Companies now must apply for mining permits and conduct environmental assessments before beginning bauxite mining operations. Bukit Goh’s EIA listed several solutions for mitigating environmental damage such as addressing the safe transportation of bauxite ore in bulk containers and scheduled waste disposal areas. 

The spokesperson, who asked to withhold their name for fear of retribution from members of the public, said permit applications have been submitted for two bauxite mines, while the company will consider possibly opening three additional mines within Bukit Goh. For now, the company is waiting for the state government to review the environmental assessment.
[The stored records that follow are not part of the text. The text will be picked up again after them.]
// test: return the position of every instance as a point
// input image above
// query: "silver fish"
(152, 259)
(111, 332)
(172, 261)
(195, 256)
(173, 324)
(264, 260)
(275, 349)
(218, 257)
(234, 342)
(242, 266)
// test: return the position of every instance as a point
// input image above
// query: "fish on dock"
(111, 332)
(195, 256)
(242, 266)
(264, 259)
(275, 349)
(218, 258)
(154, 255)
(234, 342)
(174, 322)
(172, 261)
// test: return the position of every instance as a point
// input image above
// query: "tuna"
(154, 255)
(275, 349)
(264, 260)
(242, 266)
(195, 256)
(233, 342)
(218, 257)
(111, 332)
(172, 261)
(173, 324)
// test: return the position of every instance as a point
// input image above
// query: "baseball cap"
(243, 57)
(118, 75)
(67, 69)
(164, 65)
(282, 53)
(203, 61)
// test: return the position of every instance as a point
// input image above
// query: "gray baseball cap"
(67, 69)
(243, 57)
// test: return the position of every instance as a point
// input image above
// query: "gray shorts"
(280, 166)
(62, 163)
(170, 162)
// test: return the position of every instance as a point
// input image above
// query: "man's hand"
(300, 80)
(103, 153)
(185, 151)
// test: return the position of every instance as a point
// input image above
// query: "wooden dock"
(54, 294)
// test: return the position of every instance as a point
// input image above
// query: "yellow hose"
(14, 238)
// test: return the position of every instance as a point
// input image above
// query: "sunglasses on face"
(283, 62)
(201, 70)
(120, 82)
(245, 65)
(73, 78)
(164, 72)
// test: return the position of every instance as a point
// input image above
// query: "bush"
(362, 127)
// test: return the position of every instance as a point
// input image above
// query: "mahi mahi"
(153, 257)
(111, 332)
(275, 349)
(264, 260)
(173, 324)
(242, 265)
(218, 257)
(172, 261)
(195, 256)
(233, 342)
“For bauxite in Pahang, in Bukit Goh, we haven’t operated yet. We are waiting for approval of [the] EIA report,” the spokesperson said, noting that the company will mitigate the environmental impact by following safety protocols outlined in the assessment’s recommended standard operating procedures.

Jehan and Salleh said consistent government inspections and a holistic reconsideration of environmental impact assessments before proceeding with the reopening of Bukit Goh’s bauxite mines could mitigate the impact.

Yet they fear reopening the bauxite mines without consistent application of standard operating procedures would unleash widespread health and environmental repercussions in Kuantan.

Jehan noted that many of Kuantan’s residents are among the bottom 40% of Malaysia’s income earners who drink and fish in the river water that has been stained red by the mines.

“What other choice do we have? Especially for the people from lower-income classes,” she said. “Can they go to the supermarket and buy fish somewhere else?”